I'm looking for pullup advice.

I've worked up to 5x5 in chinups on a twice per week schedule and thought I'd start working on pullups. After several workouts, I'm still doing singles on the pullups. Twice per week, after a warmup set of chins, I'll do around 8 or 10 singles in the pullup and it doesn't seem to be getting easier.

Is there a program or approach to use for someone at my level?

Thanks.
 
Chris, it would be great to see video of both your chinup and your pullup.

Here's a thing to try: do a few easy chinups to warm up, then add a little weight and do a few singles. Work up to something moderately challenging but still not difficult. If you can do 5 x 5, you can likely hit bw + 10-15 lbs. without straining for a single.

Rest 5 minutes.

Try pullups, bw-only, and see if you can get two or three in a single set.
 
Steve,

I tried what you suggested. After a warmup set, I did some chinup singles working up to 20 pounds (that feels like a lot of weight when it's in the pockets of your shorts).

After a five minute rest I was able to do a set of three pullups! On the third rep I could feel my left shoulder coming up toward my ear but it felt much easier than my last workout on Sunday. Then I did a few more singles and doubles to finish off and it felt pretty good.
 
Chris, congratulations on your triple pullup!

And welcome to the world of empirical knowledge - I couldn't tell you all the reasons why that works (probably a few, though) but I was pretty sure it would work for you.

One of the reasons why is that doing a little weighted work, even if it's not exactly the same thing, literally makes you stronger - you did a single with more weight than you'd done before so your 1RM, as tested in the real world, went up. And it will make bw-only feel easier because, in part, you know it's only a percentage of what you're capable of.

Sometime try adding a little weight to your single pullups as well.

What are you training for? Max reps @ bw for a TSC or a heavier 1RM or something else?

Again, congratulations on what I assume is a PR for you.

-S-
 
You probably need some assistance work in addition to the pull-ups. Check out my simple "First Pull-up" program for some ideas on assistance work and then the "25 Pull-ups" program. We used and tested both extensively with lots of Midshipmen at the US Naval Academy. Both worked well. You will find them here:

25 pull-ups: http://prevost-training.blogspot.com/2014/03/25-pull-ups.html
First pull-up: http://built-to-endure.blogspot.com/p/first-pull-up-training-plan.html
 
Chris, you've got Mike's programs above - thank you, Mike - and there are others that have been posted here, both on the forum and in the blog. Mike Perry posted something a few weeks ago, if memory serves, although I think that was more for increasing 1RM than for increasing reps @ bw-only.

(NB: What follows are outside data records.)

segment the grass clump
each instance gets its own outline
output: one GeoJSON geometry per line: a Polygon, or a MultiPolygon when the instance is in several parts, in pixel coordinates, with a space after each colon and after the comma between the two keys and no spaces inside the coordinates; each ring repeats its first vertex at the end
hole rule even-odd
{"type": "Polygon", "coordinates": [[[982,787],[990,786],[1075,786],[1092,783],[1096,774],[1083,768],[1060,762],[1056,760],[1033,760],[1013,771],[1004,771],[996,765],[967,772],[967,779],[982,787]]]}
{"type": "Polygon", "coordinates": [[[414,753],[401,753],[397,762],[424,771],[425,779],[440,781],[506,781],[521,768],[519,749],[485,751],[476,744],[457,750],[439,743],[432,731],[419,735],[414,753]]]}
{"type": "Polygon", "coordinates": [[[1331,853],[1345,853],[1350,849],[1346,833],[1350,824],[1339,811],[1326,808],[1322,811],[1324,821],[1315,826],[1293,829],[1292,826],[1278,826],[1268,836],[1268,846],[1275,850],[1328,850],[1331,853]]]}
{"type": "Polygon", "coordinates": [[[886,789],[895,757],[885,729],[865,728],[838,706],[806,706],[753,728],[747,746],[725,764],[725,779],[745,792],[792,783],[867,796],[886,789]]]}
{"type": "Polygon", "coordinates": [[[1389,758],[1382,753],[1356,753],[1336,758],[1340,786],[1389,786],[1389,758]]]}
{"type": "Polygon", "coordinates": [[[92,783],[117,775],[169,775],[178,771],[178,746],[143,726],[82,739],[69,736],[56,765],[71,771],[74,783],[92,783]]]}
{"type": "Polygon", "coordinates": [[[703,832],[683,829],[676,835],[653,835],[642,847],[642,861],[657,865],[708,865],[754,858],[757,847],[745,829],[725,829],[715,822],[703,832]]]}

Google searches this site very nicely try

fighter pullup program site:strongfirst.com

as a Google search, and then try other searches, e.g., on just "pullup" or "pullup program" and you'll find plenty to read.

-S-
 
Steve,

It seemed to work well. I think I'll start including that in my regular workouts. It's like going heavier with a familiar exercise primes the muscles for the next exercise. And I admit that I like how it mixes things up a little. You get to use different grips, both weighted and unweighted, singles and multiples. It makes the workout a little more fun.

I'm not training for a particular thing, just to get stronger and improve shoulder function. And to climb things more easily. Not that it comes up very often but I used to be good at climbing things in my youth and losing that has been hard on the ego.

Since the pullup bar is in the garage, my plan was to focus on that until the weather gets cold. Then I plan to work on increasingly more difficult row variations in my basement over the winter.

mprevost,

Thanks for the links. I will give them a good read.
 
Chris

Another thing to think about.... For my tactical athletes I preferred to work on getting them strong on weighted pullups rather than increasing pullup numbers. We did that most of the year. If they had a PT test that involved maximum pullup reps, we would drop the weighted stuff 3-5 weeks prior to the PT test and work exclusively on pullup numbers. Guys could increase max reps pretty fast if they had a good strength base. I also used the loaded pullups approach to get some guys "unstuck." If they were stuck at a certain number of reps for some time, we would shift to weighted pullups for a while, then back to reps and that change usually got them "unstuck" and making progress again. Sometimes a change in the stimulus is good.

Mike
 
Chris

Once people got out of the strength building repetition range, we generally added weight (>15). For example, if a guy could do 16 chinups (or pullups), then instead of doing something like 4 X 9, we would add some weight and do 4 X 5. Then continue to add weight and keep reps in the 4-7 rep range.

Mike
 
That makes sense, thanks. I think will be a while before I'm up to 16.

I have a couple more questions if it's alright.

Is two days/week good for frequency or would three work better? How much volume per workout is recommended, is there a way to tell when you're reaching the point of diminishing returns?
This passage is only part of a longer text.